Ideologias não se subordinam a fatos. Elas criam fatos e se realimentam de suas criações. Formam sistemas fechados. Por isso, a China não tem saída: aconteça o que acontecer, faça o que fizer, é culpada. Se fizer o bem, é por dissimulação. Ela é má.
Atletas americanos desembarcaram em Pequim usando máscaras contra a poluição, mas tiveram azar.
Nesse dia, excepcionalmente, o ar na capital chinesa estava mais limpo que o de Nova York, de onde haviam partido.
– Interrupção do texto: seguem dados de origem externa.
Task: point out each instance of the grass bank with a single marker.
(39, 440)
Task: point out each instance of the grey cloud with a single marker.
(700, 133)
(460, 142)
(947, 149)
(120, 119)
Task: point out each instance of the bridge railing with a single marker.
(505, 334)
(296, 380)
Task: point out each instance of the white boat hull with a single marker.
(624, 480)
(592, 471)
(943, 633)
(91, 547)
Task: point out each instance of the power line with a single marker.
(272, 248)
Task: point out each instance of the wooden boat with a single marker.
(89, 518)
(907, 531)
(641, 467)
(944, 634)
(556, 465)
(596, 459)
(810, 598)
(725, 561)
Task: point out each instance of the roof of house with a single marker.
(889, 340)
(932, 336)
Apoiamos essas grosserias como se fossem gestos nobres.
George W. Bush, que praticamente não havia saído do Texas até se tornar presidente dos Estados Unidos, acredita que os chineses só não praticam maciçamente o cristianismo porque o governo deles não deixa. Ignora uma civilização que tem 7.000 anos de história. Ela construiu uma sofisticada visão do homem, do mundo e do cosmo, nem melhor nem pior do que a nossa, mas diferente, e sem a qual a existência humana seria muito mais pobre.
Repórteres monotemáticos escrevem todos os dias sobre falta de liberdade de expressão, carregando nas tintas, para cumprir a pauta que receberam dos chefes. Se não a cumprirem, serão demitidos. Defendem, pois, uma liberdade que eles mesmos não têm. "Os chineses estão perplexos com tantas manifestações contra o seu regime em todo o mundo", escreveu um deles, sem se importar com o fato de que em nenhum lugar tem havido nenhuma manifestação relevante.
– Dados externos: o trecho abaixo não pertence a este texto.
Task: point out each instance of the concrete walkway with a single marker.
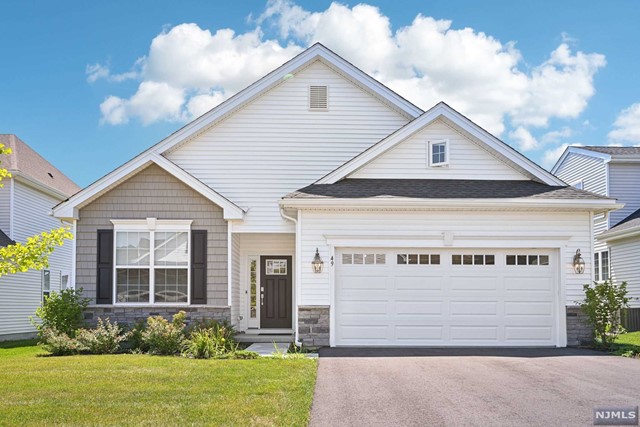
(468, 387)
Perplexos estamos nós, pois a China não nos obedece mais. Sua economia será maior que a dos Estados Unidos em 15 anos. Dos 200 milhões de pessoas que deixaram a pobreza na última década, no mundo, 150 milhões são chinesas. O Estado é forte, mas isso não quer dizer que seja ilegítimo. Se ainda fosse fraco, como já foi, lá continuaria a ser o lugar dos negócios da China."